Healthier gingerbread

Healthier gingerbread

Gingerbread without added sugar, and tons of fibre - just as delicious as you're used to.

Ingredients

150 g butter
100 ml Sukrin Syrup Gold
150 g Sukrin Gold (or 90 g Finesse baking sweetener)
100 ml cream
300 g wheat flour
100 ml (60 g) FiberFin (can be replaced with flour)
½ - 1 tsp. ground cloves
½ - 1 tsp. ground ginger
½ - 1 tsp. ground pepper
2 tsp. ground cinnamon
1 tsp. baking powder
100 ml wheat flour for kneading

Instructions

Mix the syrup, Sukrin Gold and butter in a saucepan, and heat until the Sukrin has dissolved completely. Remove from the hotplate and cool for a couple of minutes.

Stir in the cream first, followed by flour, FiberFin, spices and baking powder. Mix well. Cover the dough and leave at room temperature until you want to roll out the gingerbread.

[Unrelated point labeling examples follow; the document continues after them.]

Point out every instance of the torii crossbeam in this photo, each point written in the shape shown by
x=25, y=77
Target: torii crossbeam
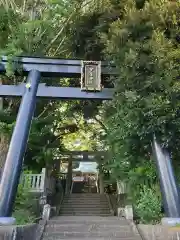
x=90, y=74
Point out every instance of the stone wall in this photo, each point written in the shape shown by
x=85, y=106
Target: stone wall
x=158, y=232
x=26, y=232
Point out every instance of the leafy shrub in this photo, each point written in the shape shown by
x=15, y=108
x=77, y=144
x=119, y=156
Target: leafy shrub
x=24, y=205
x=148, y=205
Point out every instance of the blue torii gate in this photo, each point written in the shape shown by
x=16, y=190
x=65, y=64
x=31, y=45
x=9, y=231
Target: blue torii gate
x=36, y=67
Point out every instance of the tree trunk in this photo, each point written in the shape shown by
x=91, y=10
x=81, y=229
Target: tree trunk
x=4, y=144
x=69, y=177
x=101, y=180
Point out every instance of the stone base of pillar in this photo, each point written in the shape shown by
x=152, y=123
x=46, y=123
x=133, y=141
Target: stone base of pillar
x=7, y=221
x=170, y=221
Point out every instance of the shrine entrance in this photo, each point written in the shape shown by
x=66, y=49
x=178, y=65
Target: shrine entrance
x=93, y=85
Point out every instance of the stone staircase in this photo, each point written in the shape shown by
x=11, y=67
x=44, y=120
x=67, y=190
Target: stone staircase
x=86, y=204
x=89, y=228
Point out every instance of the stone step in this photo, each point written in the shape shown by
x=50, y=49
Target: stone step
x=85, y=227
x=85, y=206
x=86, y=214
x=121, y=234
x=89, y=238
x=100, y=220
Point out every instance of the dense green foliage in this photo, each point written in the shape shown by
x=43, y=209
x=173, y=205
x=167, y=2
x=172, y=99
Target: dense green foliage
x=144, y=44
x=142, y=38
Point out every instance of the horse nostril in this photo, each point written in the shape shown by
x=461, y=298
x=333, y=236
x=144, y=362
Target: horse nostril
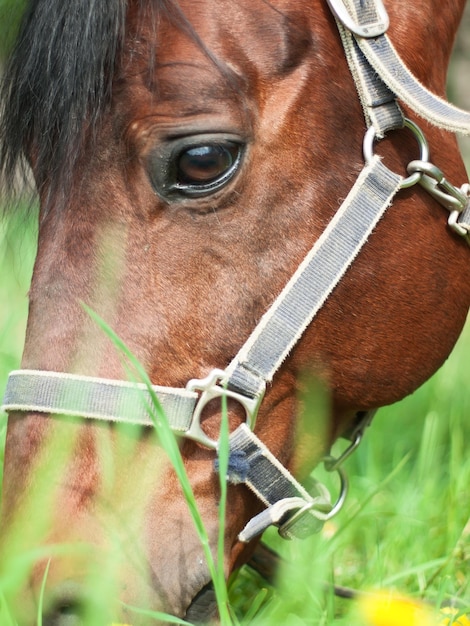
x=65, y=612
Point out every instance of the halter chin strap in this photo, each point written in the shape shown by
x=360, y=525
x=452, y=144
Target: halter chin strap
x=375, y=66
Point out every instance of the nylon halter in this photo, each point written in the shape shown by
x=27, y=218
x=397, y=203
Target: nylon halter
x=381, y=78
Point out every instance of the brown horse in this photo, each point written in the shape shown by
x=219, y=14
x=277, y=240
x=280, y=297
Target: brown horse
x=187, y=156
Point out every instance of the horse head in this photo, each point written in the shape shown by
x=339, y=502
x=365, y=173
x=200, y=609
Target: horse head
x=187, y=157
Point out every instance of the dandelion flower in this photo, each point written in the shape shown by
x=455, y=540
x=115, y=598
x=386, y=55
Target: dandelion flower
x=462, y=620
x=388, y=609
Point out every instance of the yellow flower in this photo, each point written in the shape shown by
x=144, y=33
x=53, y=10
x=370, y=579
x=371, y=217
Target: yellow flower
x=389, y=609
x=462, y=620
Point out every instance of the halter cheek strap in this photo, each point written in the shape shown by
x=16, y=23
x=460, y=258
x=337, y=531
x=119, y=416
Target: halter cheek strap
x=374, y=65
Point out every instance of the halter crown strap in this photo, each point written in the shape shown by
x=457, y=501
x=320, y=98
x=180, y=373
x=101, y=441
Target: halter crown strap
x=353, y=16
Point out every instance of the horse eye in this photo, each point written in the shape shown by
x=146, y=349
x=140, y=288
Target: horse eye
x=194, y=167
x=204, y=165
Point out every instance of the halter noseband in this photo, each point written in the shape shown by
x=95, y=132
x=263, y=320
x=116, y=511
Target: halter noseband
x=381, y=78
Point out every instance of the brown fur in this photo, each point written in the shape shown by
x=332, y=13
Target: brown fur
x=184, y=283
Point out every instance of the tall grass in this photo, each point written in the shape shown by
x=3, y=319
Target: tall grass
x=405, y=525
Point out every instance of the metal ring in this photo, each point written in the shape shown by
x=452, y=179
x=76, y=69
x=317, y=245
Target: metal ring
x=344, y=488
x=371, y=136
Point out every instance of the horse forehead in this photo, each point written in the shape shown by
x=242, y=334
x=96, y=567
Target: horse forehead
x=268, y=38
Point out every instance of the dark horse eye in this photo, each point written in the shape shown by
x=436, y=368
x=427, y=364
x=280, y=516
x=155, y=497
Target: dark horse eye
x=203, y=165
x=194, y=167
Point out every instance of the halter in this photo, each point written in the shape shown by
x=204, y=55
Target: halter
x=381, y=78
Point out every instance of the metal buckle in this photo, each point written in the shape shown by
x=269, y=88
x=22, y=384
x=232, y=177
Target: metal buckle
x=321, y=513
x=368, y=149
x=211, y=388
x=373, y=29
x=450, y=197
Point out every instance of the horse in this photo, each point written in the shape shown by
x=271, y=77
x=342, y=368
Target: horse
x=187, y=156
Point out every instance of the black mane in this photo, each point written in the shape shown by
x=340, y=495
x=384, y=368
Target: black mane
x=58, y=76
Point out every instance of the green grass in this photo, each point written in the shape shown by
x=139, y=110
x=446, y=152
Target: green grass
x=405, y=525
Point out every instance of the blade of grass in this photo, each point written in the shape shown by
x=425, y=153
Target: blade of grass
x=169, y=442
x=41, y=594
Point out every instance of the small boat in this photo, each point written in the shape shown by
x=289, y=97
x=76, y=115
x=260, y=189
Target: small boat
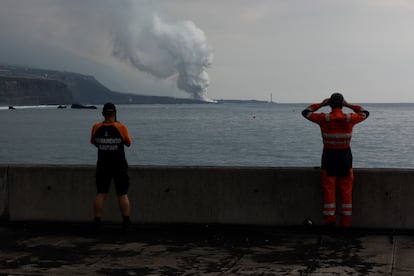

Knead the dough and roll out to a sheet about 3 mm thick. Cut out figures. Bake on a baking sheet lined with baking paper at 175 degrees Celsius for 8-10 minutes. Cool on a baking rack.

Note: When these gingerbread cookies are fresh out of the oven, they’re slightly softer than regular gingerbread. If you keep them in a cookie box for a couple of days, however, they’ll turn just as crispy as you’re used to.